How do I reset my FPGA?

2021-01-12 14:59:01 浏览数 (1)

Editor’s Note: This article first appeared in the Summer 2011 issue of Xcell Journal , and is reproduced here with the kind permission of Xilinx.

In an FPGA design, a reset acts as a synchronization signal that sets all the storage elements to a known state. In a digital design, designers normally implement a global reset as an external pin to initialize the design on power-up. The global reset pin is similar to any other input pin and is often applied asynchronously to the FPGA. Designers can then choose to use this signal to reset their design asynchronously or synchronously inside the FPGA.

But with the help of a few hints and tips, designers will find ways to choose a more suitable reset structure.
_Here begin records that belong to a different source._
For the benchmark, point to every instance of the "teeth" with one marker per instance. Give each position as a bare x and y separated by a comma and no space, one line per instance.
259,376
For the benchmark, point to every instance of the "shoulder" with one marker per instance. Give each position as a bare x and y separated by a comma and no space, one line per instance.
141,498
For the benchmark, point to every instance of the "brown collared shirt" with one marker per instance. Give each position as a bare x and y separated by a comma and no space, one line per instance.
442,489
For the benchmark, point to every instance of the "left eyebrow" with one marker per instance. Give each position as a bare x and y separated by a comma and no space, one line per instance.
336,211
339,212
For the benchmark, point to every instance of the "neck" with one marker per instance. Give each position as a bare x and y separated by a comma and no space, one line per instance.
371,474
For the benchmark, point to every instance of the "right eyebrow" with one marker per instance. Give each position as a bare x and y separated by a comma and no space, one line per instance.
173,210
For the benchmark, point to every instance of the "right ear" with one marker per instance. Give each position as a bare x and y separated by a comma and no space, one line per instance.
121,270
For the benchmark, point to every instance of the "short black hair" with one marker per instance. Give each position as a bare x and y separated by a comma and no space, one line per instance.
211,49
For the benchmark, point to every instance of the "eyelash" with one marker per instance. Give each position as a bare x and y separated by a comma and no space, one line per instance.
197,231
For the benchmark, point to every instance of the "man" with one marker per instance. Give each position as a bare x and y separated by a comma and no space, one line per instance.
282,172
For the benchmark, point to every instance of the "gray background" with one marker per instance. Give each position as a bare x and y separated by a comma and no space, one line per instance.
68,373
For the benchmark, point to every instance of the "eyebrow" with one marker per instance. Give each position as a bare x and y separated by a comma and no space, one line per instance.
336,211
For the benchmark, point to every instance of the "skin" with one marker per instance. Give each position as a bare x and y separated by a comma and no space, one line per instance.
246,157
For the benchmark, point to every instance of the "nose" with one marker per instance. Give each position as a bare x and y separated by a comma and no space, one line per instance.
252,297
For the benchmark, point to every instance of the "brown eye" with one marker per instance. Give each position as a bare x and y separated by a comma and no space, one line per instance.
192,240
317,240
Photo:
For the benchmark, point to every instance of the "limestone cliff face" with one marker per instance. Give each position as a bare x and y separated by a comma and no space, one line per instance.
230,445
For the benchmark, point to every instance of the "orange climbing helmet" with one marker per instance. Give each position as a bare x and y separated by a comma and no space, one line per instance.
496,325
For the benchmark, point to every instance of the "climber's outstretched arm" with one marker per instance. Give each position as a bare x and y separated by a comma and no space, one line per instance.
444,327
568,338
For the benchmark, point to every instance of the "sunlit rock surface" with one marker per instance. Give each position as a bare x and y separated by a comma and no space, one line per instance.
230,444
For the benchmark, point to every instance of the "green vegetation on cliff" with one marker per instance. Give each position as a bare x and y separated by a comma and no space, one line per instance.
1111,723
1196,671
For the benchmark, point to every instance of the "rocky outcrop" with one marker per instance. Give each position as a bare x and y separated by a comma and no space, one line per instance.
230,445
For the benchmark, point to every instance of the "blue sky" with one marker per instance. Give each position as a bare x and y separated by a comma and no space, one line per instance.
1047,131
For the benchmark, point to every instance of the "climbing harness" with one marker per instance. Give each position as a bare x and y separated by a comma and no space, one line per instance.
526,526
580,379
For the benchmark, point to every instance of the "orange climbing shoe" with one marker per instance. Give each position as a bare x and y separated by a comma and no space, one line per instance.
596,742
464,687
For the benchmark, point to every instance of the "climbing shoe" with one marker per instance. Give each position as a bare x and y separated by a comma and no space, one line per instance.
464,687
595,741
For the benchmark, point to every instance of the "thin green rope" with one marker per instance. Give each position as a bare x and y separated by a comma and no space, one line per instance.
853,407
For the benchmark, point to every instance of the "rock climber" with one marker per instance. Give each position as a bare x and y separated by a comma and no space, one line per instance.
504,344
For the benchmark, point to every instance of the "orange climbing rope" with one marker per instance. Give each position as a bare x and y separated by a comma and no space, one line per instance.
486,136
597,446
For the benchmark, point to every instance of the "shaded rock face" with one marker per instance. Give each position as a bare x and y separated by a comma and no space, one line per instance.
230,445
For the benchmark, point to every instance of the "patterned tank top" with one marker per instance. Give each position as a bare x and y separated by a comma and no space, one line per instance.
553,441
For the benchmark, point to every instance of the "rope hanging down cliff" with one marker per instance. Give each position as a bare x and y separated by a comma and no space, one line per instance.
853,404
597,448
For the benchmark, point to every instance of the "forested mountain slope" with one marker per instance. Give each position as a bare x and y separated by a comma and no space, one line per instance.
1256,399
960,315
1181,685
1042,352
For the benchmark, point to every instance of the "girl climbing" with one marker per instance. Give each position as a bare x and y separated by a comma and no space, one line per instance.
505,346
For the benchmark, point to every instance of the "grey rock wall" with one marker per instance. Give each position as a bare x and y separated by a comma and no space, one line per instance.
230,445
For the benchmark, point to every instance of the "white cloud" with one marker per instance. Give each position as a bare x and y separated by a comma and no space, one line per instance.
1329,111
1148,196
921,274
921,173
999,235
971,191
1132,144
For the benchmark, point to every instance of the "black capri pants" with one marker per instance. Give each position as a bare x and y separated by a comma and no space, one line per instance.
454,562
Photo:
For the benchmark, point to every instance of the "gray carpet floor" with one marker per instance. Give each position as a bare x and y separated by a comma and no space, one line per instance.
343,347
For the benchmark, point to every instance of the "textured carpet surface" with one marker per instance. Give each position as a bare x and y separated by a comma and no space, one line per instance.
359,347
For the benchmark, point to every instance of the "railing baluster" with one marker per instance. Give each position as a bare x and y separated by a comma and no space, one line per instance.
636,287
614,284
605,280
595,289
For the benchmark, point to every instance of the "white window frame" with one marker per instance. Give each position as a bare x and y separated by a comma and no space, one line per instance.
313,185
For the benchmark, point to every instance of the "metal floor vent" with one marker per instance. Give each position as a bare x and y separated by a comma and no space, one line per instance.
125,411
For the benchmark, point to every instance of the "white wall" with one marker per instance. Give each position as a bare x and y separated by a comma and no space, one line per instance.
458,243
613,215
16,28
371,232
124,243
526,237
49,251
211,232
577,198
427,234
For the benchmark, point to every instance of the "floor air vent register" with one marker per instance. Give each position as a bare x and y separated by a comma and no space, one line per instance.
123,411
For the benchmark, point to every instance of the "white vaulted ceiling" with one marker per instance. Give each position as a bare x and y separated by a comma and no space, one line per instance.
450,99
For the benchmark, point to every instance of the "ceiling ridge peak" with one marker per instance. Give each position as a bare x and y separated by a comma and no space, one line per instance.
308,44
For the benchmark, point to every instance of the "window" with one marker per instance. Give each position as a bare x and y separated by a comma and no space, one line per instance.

An optimal reset structure will enhance device utilization, timing and power consumption in an FPGA.

Understanding the flip-flop reset behavior

Before we delve into reset techniques, it is important to understand the behavior of flip-flops inside an FPGA slice. Devices in the Xilinx 7 series architecture contain eight registers per slice, and all these registers are D-type flip-flops. All of these flip-flops share a common control set.

The control set of a flip-flop is the clock input (CLK), the active-high chip enable (CE) and the active-high SR port. The SR port in a flip-flop can serve as a synchronous set/reset or an asynchronous preset/clear port (see Figure 1).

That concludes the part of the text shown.